We sat in the tiny, 18-person press section about 60 feet from the podium and Hizzoner. The sign language interpreters -- there were three, spelling each other as the afternoon wore on -- exhibited no signs of incipient schizoid tendencies or crazy histories of necklacing. They stood on the left side of the stage. Jumbo screens carried the speeches and images to those with seats in the rear and far sides.

Oddly, since this was a press section, one expected the seated to behave accordingly -- no mad clapping for the radical leftist agenda of the speakers. Yet when Ruth Messinger (now totally grey, but still totally left) spoke, or deputy mayors spoke, or union reps spoke, the press folks stood up and applauded vigorously. We counted three people who maintained their journalistic integrity and sat as the audience and the fellow pressies clapped. Newsies do not clap -- they are supposed to be neutral. De Blasio looked tall and fit, but what he said was predictably rank to those not diehard Dems, and somewhat frightening.

The speeches went on mocking the GOP, Chris Christie and his bridge traffic trouble, but what really got to us was when the new mayor cited his "predecessor," not as Mayor Bloomberg, 12 years in office, nor Rudy Giuliani (in office 8 years) but completely forgot those two titans and 20 years of increasing NYC safety and livability, in order to leap back to the notably moribund, unsafe, fiscally irresponsible, and inefficient unsafe tenure of the tennis-playing Mayor David Dinkins.
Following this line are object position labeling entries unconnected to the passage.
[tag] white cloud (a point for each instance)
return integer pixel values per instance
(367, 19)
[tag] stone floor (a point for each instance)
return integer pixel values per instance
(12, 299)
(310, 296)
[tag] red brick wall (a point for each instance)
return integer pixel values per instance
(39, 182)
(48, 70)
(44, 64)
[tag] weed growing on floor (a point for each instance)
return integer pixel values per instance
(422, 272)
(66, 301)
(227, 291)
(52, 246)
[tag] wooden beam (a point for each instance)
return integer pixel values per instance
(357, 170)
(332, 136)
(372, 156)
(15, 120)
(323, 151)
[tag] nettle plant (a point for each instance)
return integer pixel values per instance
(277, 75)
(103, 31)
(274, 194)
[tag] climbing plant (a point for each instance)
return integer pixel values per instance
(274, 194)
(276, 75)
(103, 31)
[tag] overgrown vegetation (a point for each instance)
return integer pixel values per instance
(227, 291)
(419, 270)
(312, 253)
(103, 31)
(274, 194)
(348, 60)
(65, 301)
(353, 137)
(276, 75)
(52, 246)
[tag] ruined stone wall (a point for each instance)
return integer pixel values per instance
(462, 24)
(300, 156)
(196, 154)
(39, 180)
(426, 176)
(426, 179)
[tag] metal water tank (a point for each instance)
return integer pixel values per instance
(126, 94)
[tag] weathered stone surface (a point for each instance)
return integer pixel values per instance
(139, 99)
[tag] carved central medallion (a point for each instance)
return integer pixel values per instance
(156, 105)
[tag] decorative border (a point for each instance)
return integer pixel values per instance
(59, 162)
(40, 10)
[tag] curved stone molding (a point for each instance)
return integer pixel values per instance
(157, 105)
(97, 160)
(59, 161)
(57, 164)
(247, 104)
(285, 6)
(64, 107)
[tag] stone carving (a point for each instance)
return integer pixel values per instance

At least the signage people looked fairly straight and legit -- we were looking for incipient signs of schizoid hand motions.

Though we are a peaceful country, and elections, no matter their result, are met stoically and with resignation or joy, one worries about the next four years. Still, the attendees at this event were polite, warmly accommodating, and so far, did not frighten the horses.